Operating within the Garments & Apparels industry, Weizmann Ltd faces competitive pressures that have influenced its market performance. The company’s Mojo Score currently stands at 37.0, with a Mojo Grade of Sell, downgraded from Hold on 29 July 2025. This reflects a cautious stance on the stock’s outlook based on its financial and market metrics.


The stock’s market capitalisation grade is 4, indicating a relatively modest market cap within its sector. Despite the recent price weakness, the stock’s valuation remains discounted relative to peers, which may reflect market concerns about growth sustainability and profitability.



Trading Patterns and Volatility


Weizmann Ltd’s share price has exhibited volatility, with erratic trading patterns noted over the past month. The stock did not trade on three separate days within the last twenty trading sessions, which may indicate lower liquidity or intermittent investor interest. The consecutive three-day decline and trading below all major moving averages reinforce the current bearish trend.


In comparison, the broader market has shown resilience, with the Sensex recovering from an early dip to close in positive territory. This divergence highlights the stock’s relative weakness amid a generally stable market environment.

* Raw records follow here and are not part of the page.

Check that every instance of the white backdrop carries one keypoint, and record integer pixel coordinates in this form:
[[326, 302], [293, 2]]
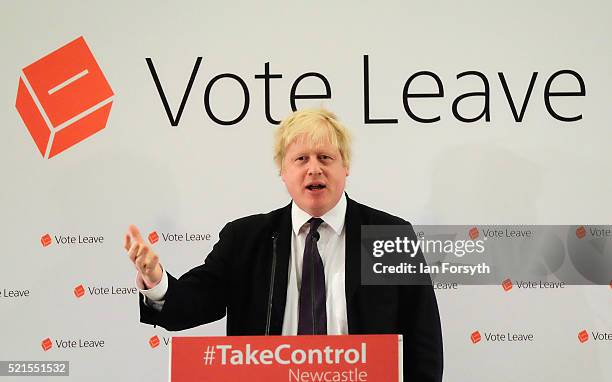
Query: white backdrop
[[199, 175]]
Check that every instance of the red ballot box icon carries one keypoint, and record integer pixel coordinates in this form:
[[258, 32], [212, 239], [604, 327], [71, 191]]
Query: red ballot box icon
[[153, 237], [45, 240], [475, 337], [79, 291], [154, 342], [63, 98], [46, 344], [583, 336], [474, 233]]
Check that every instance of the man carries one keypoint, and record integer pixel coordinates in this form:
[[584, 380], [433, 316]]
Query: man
[[296, 270]]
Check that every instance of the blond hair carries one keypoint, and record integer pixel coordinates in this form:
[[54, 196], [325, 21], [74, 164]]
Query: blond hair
[[316, 126]]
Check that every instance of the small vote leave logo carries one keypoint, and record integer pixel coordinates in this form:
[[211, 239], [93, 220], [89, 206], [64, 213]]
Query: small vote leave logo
[[45, 240], [583, 336], [154, 342], [474, 233], [46, 344], [475, 337], [63, 98], [79, 291], [153, 237]]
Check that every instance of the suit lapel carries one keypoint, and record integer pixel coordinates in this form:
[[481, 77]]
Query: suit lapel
[[352, 259], [282, 228]]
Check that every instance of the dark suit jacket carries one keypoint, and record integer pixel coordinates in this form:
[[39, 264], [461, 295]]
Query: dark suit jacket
[[235, 281]]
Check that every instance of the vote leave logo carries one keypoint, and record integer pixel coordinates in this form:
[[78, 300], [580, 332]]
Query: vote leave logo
[[63, 98]]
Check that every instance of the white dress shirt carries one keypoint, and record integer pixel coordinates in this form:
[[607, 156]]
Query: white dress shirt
[[331, 246]]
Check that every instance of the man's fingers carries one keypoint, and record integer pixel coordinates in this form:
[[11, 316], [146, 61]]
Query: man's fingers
[[127, 242], [146, 260], [135, 233], [133, 252]]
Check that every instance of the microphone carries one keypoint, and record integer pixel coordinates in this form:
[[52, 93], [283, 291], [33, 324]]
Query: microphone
[[272, 273]]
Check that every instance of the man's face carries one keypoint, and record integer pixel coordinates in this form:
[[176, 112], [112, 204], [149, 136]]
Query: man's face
[[315, 176]]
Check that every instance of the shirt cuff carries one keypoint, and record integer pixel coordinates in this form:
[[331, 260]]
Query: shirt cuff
[[154, 297]]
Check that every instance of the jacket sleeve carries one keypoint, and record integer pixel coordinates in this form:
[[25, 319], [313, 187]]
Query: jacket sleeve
[[421, 329], [200, 295]]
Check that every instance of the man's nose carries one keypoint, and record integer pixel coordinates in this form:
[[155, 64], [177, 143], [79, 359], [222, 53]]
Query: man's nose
[[314, 167]]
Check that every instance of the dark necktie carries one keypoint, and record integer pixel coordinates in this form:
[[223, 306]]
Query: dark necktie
[[313, 317]]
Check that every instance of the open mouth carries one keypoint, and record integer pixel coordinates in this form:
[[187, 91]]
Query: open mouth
[[315, 186]]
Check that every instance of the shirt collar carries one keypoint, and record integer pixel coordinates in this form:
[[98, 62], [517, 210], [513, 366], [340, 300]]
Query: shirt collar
[[334, 217]]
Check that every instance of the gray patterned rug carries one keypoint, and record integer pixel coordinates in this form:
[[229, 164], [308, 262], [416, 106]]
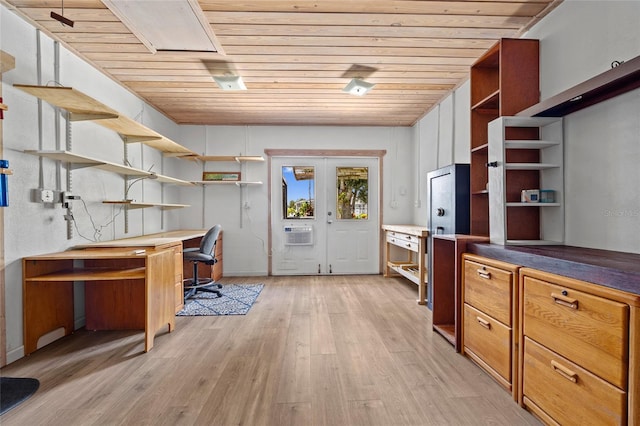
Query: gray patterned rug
[[236, 299]]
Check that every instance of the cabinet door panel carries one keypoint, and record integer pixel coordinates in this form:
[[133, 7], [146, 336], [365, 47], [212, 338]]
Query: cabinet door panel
[[488, 289], [489, 340], [589, 330], [569, 393]]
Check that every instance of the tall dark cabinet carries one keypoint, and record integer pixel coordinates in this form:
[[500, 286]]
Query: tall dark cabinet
[[448, 225]]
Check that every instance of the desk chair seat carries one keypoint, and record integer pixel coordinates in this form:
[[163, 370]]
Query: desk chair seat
[[206, 254]]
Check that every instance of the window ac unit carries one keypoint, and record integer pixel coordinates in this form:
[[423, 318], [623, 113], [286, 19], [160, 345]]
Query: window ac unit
[[298, 235]]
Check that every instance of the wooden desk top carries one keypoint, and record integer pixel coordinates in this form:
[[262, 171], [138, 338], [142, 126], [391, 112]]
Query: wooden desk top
[[99, 253], [418, 231], [152, 240]]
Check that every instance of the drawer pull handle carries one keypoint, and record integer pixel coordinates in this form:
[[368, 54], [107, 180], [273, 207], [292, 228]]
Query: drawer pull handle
[[564, 372], [484, 273], [483, 322], [565, 301]]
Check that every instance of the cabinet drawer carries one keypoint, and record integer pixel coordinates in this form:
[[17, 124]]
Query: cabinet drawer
[[489, 340], [567, 392], [405, 243], [489, 290], [589, 330]]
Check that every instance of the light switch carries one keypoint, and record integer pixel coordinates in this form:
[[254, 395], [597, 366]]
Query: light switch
[[46, 196]]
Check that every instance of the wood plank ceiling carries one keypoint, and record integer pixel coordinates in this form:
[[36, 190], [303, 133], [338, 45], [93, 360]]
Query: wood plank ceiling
[[296, 56]]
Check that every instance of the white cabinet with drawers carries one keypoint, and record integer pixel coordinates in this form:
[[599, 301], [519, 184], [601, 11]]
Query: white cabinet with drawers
[[404, 254]]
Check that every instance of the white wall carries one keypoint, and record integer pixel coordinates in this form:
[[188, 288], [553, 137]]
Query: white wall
[[33, 228], [578, 40]]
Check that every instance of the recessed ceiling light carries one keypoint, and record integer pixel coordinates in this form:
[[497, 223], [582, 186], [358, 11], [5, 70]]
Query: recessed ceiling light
[[358, 87], [230, 82], [169, 25]]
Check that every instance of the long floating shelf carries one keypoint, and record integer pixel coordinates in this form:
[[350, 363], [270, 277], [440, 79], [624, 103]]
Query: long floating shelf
[[611, 83], [84, 108], [234, 158], [136, 205], [226, 182], [81, 161]]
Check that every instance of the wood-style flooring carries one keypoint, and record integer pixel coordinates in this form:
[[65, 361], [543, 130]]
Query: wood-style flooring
[[336, 350]]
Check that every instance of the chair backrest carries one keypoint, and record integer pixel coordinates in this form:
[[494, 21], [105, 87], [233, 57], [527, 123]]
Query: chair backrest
[[208, 243]]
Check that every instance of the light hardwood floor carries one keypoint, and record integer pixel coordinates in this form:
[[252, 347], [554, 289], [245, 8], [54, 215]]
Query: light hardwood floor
[[337, 350]]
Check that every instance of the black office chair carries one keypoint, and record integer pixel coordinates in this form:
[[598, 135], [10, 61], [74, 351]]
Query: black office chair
[[206, 254]]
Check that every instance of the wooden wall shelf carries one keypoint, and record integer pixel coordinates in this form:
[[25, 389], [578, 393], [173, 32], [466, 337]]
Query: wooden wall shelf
[[136, 205], [82, 107], [226, 182], [81, 161], [611, 83]]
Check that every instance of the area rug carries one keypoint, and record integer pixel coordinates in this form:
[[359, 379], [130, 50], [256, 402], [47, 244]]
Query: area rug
[[236, 299], [14, 391]]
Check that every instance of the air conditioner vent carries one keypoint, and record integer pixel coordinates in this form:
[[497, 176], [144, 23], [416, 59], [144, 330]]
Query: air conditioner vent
[[298, 235]]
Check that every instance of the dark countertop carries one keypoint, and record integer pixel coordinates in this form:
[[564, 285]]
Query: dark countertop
[[613, 269]]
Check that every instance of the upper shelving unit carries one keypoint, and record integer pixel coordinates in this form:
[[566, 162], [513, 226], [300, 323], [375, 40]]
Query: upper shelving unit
[[81, 161], [513, 221], [84, 108]]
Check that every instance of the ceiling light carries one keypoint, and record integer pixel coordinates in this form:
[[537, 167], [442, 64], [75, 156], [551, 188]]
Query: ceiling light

Summary of Key Financial Indicators


To summarise, Weizmann Ltd’s key financial indicators present a mixed picture:



  • Net sales growth over five years: 9.40% annually

  • Operating profit growth over five years: 14.78% annually

  • Return on equity: -5.5%

  • Price to book value: 2.3 times

  • Debt to EBITDA ratio: 0.58 times

  • Profit decline over past year: -147.6%

  • Latest six-month PAT: Rs 3.19 crores

  • Latest six-month net sales: Rs 65.87 crores (up 25.66%)


These figures illustrate the company’s challenges in profitability despite some growth in sales and cash flow generation.



Conclusion


Weizmann Ltd’s recent fall to its 52-week low reflects a combination of subdued earnings performance, valuation concerns, and market volatility. While the company maintains a solid debt servicing capacity and has shown some sales growth, the negative returns and profit contraction have weighed on investor sentiment. The stock’s trading below all major moving averages and erratic activity further underline the cautious environment surrounding it.


As of 12 January 2026, the stock remains under pressure, with its Mojo Grade at Sell, indicating a need for close monitoring of its financial and market developments going forward.